We’ve recently upgraded our evaluation system from Fermi to Kepler based GPUs (3x Quadro 5000 -> 3x Quadro K6000), running under linux x86_64, OptiX 3.5.1, Cuda 5.5 with current drivers.
Unfortunately there has been little (if any) improvement in tracing performance and we are wondering if our application is doing something silly that slows things down? At its core we have a recursive ray tracer, mostly primary and shadow rays (~3 light sources) with some recursion for transparent or reflective surfaces. The main render buffer is an OpenGL buffer object (usage: GL_STREAM_DRAW) shared with OptiX and the flags are set to RT_BUFFER_OUTPUT and format RT_FORMAT_FLOAT4 (tone mapping is done by the OpenGL shader drawing this buffer to the screen). For an average frame around 50 variables are assigned (rtVariableSet*) including the ones that hold the output buffer.

I know this is a fairly vague description, but perhaps there is something jumping out as a bad idea for a multi-GPU setup? Suggestions on how to analyze this better are also very much appreciated. Thanks!

  • How does it perform when comparing one Quadro 5000 against one Quadro K6000, and two vs. two?

There is no OpenGL interop to a PBO when using multiple GPUs.
Checking on PCI-E limits:

  • What’s your resulting image size and absolute rendering frame rate?
  • How many PCI-E lanes are assigned to the individual boards? (All three on 16x slots?)
  • Does it change when changing the output format from float4 (RGBA32F internal format, RGBA FLOAT user format and type) to uchar4 (RGBA8 internal format, BGRA(!) and UNSIGNED_BYTE user format and type. Mind the BGRA user format to hit the fast path!)

Testing if there is anything else going one:

  • Are you saying you’re setting the output buffer every frame? Does it change?
  • When you set these 50 variables per frame, is any of them changing buffers?
  • Do you add any new variables?
  • Are you changing the scene?

If yes, that might involve a validation and recompile which would be slow.

To verify if something like that happens, is there any unexpected amount of time spent when calling validate(), compile(), and launch(0,0) to debug that before the real launch? (Debug only! Don’t ever do that when nothing changed, except once at the start.)

  • How about acceleration structure refitting?
    Are you marking any acceleration structures dirty for an animation etc.?

Thank you for the valuable suggestions for discovering the bottleneck!

The machine is currently being shipped for a demo, so it’ll take a little time until I can do performance tests again - sorry, bad timing on my part :-/

I’m not sure I fully understand this (or rather what its consequences are).
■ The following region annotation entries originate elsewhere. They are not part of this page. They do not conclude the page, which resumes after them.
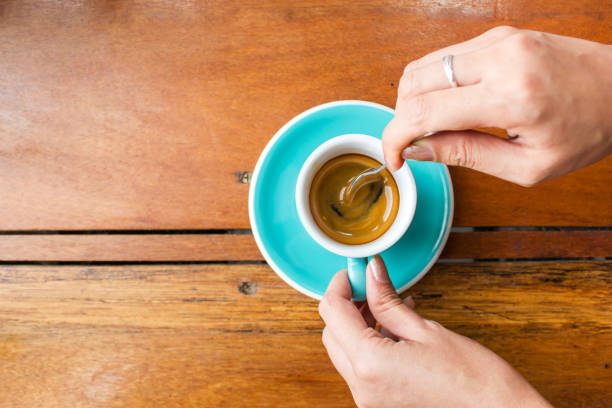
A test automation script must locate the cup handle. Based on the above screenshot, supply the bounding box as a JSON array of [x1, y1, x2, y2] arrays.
[[346, 258, 368, 300]]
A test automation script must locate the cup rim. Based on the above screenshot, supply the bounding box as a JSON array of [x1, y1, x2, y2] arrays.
[[295, 133, 417, 258]]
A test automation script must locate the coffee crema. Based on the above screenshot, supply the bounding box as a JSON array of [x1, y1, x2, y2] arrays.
[[309, 154, 399, 245]]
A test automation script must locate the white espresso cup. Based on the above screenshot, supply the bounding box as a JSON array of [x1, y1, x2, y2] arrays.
[[295, 134, 417, 300]]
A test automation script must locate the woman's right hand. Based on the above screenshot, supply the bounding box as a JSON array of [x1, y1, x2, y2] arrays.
[[383, 27, 612, 186]]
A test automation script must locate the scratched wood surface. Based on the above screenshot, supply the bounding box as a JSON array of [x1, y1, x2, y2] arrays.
[[0, 230, 612, 262], [0, 262, 612, 408], [0, 0, 612, 230], [0, 0, 612, 408]]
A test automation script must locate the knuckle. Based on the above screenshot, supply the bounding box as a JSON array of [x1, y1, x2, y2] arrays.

Are you saying I shouldn’t bother with creating an OpenGL buffer object as output for the rendered image?

1280x1024 and we get about 25 FPS

I’ll give that a try and report back.

It is the same buffer, I’m currently not avoiding redundant rtVariableSet*() calls. Is that a generally valuable/recommended optimization? Is it more important to do for buffers than other variable types?

2-3 variables refer to buffers (depending on what anti aliasing methods are active), however, they are mostly assigned the same buffer as in the previous frame.

No, only values change, no changes to the scene structure.

There is one moving object (i.e. its transform changes between frames) and the root node’s acceleration structure is being rebuilt - number of children of the root is in the low hundreds. Thanks again!